Year: 2016
Editor: Erik Bohemia, Ahmed Kovacevic, Lyndon Buck, Christian Tollestrup, Kaare Eriksen, Nis Ovesen
Author: Linn Victoria Johansen, Arild Berg
Series: E&PDE
Institution: Oslo and Akershus University College
Section: Creativity
Page(s): 114-119
ISBN: 978-1-904670-62-9


Biomimicry depends on three key principles: nature as a model, nature as a goal and nature as a
mentor. By studying nature, there may be several answers to challenges that have already been solved
by nature. A growing challenge is that a lot of packaging gets produced and thrown every day. Few
studies have emphasized on the structures and construction of nature as a source of inspiration in the
design process taking the life cycle of packaging into account. Hence, the problem statement was as
follows: How can fruit structures be used as an inspiration to encourage users to extend packaging into
a long life product?

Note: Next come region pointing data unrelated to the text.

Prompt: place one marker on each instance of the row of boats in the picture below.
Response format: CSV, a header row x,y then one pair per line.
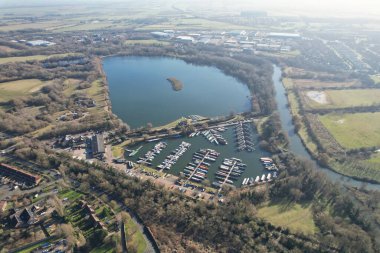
x,y
268,163
213,136
151,154
230,171
264,178
174,156
197,169
243,136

The research methods consisted of a case study based on a survey, in-depth
interviews and an idea workshop. The results of the survey identified some factors consumers
emphasized when thinking of packaging, and acted as an input to the idea workshop. It was conducted
an in-depth interview with the development manager at Lilleborg, a company that develops products
for cleaning and personal hygiene. This collaboration gave a deeper understanding of the design
process of packaging while also identifying important factors for packaging. The idea workshop used
fruit as a source of inspiration and resulted in sketches of new ideas to the development of innovative
packaging. The conclusion was that this study expanded the understanding of how students can use
research methods and natural structures in biomimicry in their design education to develop long
lasting packaging.

Keywords: Product Design, biomimicry, packaging, sustainability, design process, Master students.